A political prisoner compares the events in Ukraine and uprisings in Stalin's GULAG camps.

Ihar Alinevich wrote it in a letter to his mother Valiantsina Alinevich, who gave it to charter97.org.

“Geopolitics is a mean thing,” he writes. “The only really important thing is the spirit of people. To show such a courage, super-firmness, to do the impossible... I've read it only in Solzhenitsyn's books about the Kengir uprising in GULAG camps. Desperate people, with Ukrainians as key figures, started a counter attack against tanks and men armed with assault rifles. Sixty years passed and details changed, but weapons, desperation and the uncompromising stand remain the same.

The sides haven't changed either: people vs neo-Soviet hydra.

I have to admit that Ukrainians were not the only active participants of the Kengir uprising, though they were the majority. Other participants were Lithuanians, Russians, Belarusians, Latvians, even Germans, Chinese and Americans. There were many priests as well...

It's good that the space history of the mankind hasn't begun yet. What could we show to other worlds, our skeletons in the closet?”

Valiantsina Alinevich says her son was released from a punishment cell some days ago.

“The news becomes old in one day. I received a letter last week (March 3). He hinted the situation was escalating and wrote he was ready for any surprises. He writes about Ukraine in this letter. Yesterday I received a postcard dated March 17. He writes he's just left a punishment cell. He says he didn't send many congratulations on Women's Day, because he was thrown into the cell before March 8. He sends his best wishes to everyone he didn't congratulate,” she says.

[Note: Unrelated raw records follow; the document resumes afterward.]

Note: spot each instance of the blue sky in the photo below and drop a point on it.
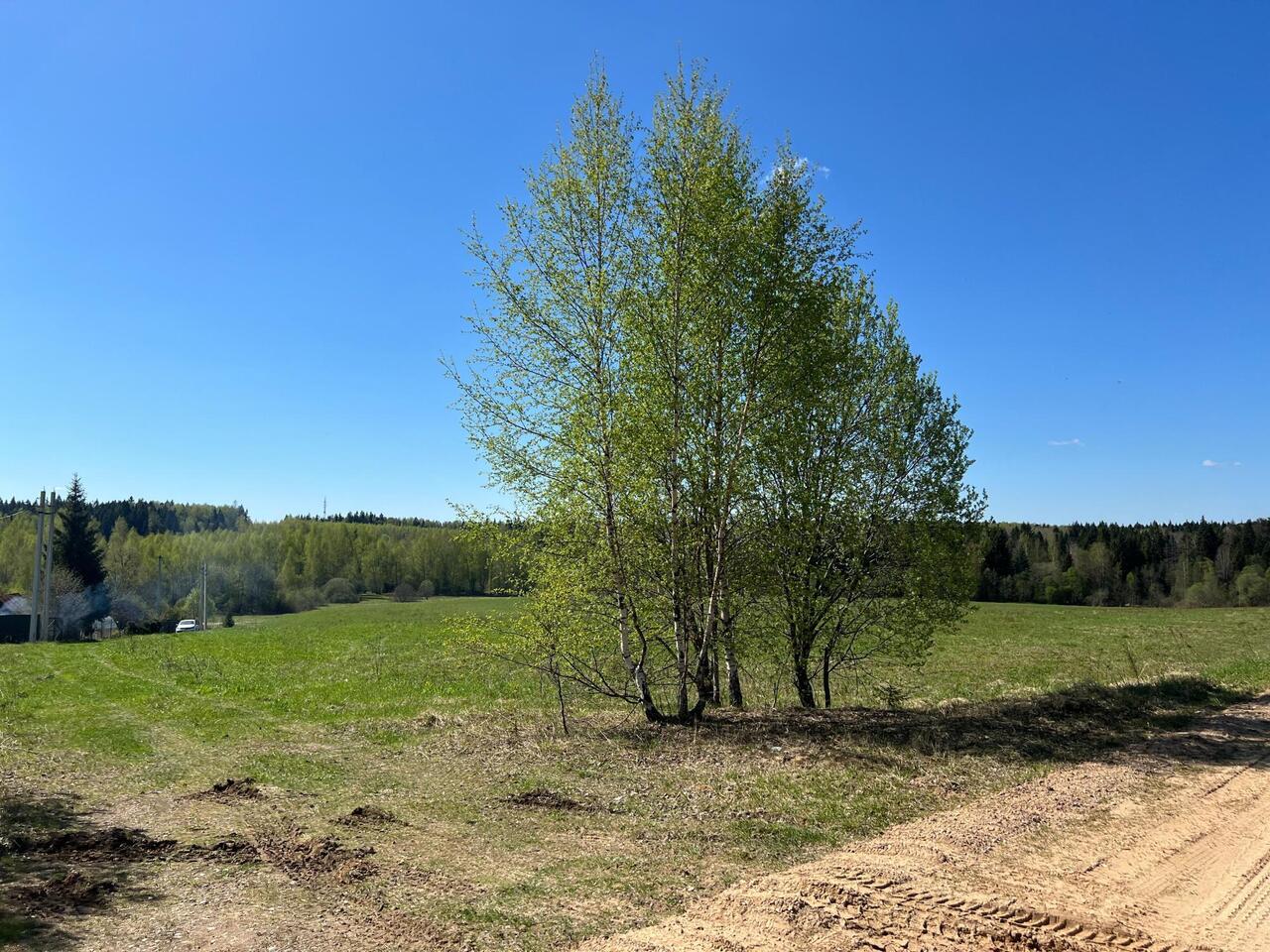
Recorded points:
(230, 232)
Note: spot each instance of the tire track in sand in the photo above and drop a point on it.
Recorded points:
(1165, 851)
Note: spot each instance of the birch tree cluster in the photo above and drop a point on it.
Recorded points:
(719, 442)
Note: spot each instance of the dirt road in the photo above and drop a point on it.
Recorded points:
(1167, 848)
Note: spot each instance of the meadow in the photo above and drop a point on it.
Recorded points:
(499, 832)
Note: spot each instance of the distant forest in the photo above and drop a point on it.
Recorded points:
(153, 551)
(149, 518)
(1194, 563)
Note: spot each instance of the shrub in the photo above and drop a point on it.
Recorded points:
(302, 599)
(339, 592)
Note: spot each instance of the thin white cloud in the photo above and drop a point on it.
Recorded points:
(799, 166)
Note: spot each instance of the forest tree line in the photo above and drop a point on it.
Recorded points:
(1194, 565)
(151, 579)
(148, 517)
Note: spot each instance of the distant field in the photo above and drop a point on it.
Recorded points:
(371, 705)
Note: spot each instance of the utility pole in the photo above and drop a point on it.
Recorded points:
(49, 570)
(35, 574)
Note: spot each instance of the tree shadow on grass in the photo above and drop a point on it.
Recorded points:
(1074, 725)
(56, 867)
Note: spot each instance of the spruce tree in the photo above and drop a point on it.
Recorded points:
(75, 546)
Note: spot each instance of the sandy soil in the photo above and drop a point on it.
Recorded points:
(1167, 848)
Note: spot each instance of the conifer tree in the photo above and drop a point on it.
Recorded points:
(75, 546)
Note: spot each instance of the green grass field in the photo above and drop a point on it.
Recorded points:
(375, 705)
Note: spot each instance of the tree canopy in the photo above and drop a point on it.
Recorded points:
(715, 434)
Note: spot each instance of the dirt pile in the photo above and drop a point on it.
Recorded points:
(73, 892)
(545, 798)
(307, 857)
(367, 816)
(111, 843)
(231, 788)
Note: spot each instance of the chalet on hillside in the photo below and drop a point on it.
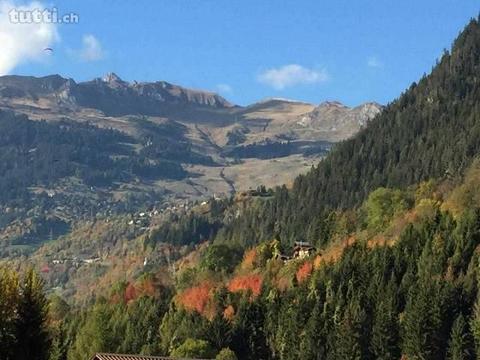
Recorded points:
(102, 356)
(302, 250)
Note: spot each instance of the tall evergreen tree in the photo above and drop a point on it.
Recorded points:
(33, 337)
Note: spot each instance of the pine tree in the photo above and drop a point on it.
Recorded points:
(33, 338)
(459, 346)
(8, 305)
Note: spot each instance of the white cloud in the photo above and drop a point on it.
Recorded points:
(374, 62)
(291, 75)
(23, 42)
(224, 88)
(91, 50)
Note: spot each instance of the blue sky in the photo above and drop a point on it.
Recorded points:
(352, 51)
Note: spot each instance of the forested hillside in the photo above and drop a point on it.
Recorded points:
(394, 217)
(431, 131)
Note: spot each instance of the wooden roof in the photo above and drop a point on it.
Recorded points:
(101, 356)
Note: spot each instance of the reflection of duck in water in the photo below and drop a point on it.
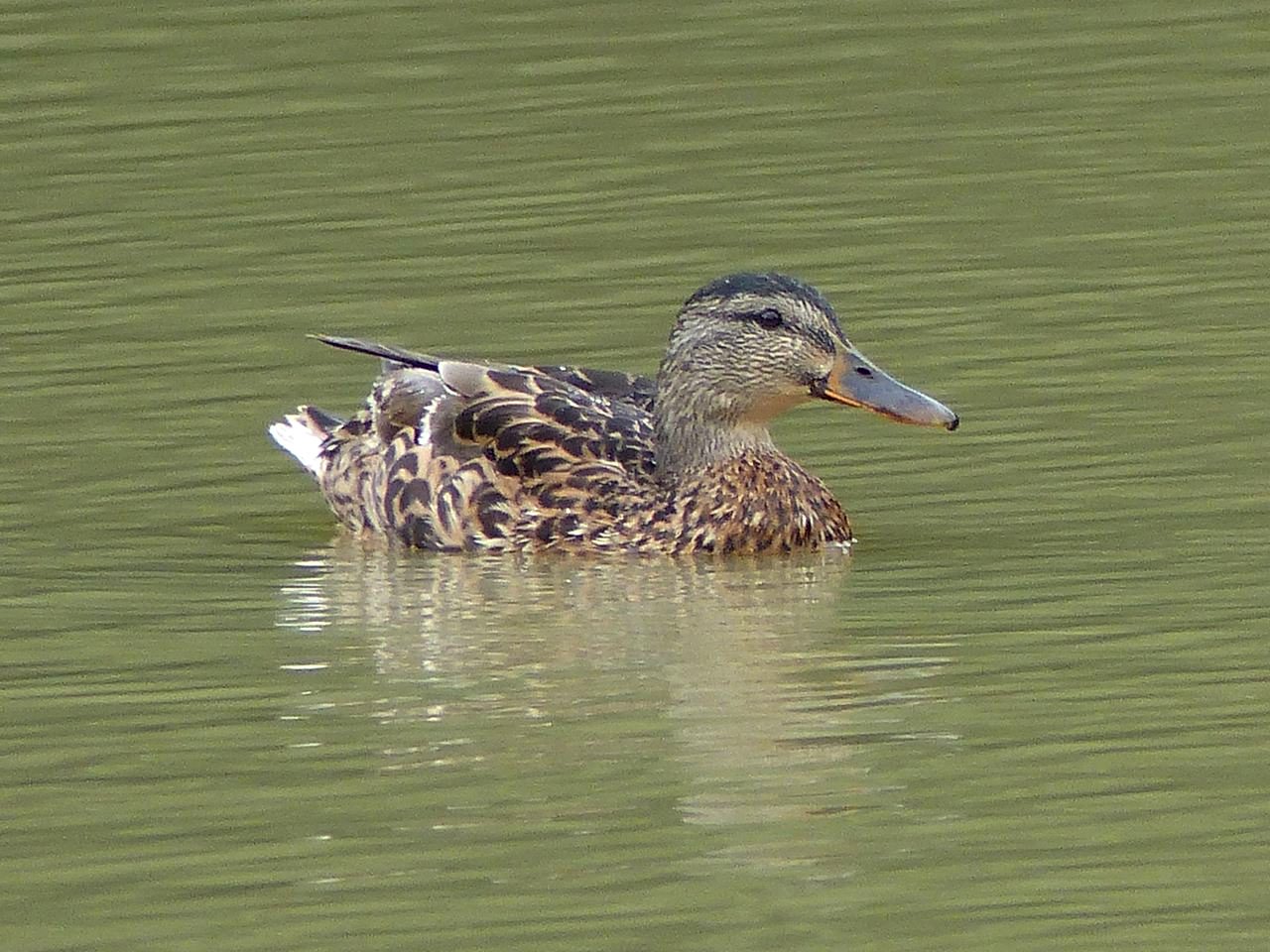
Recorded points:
(465, 456)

Activists of the anarchist movement were detained in September 2010 for protest actions, which a court called attacks on administrative buildings. The young people got long prison sentences on accusations of carrying out political actions, including an attack on the Russian embassy in Minsk in August 2010.

Ihar Alinevich was sentenced to 8 years of imprisonment. He is in a correctional facility in Navapolatsk now.

The book “Going to Magadan” based on his diary in the KGB jail was published in 2013.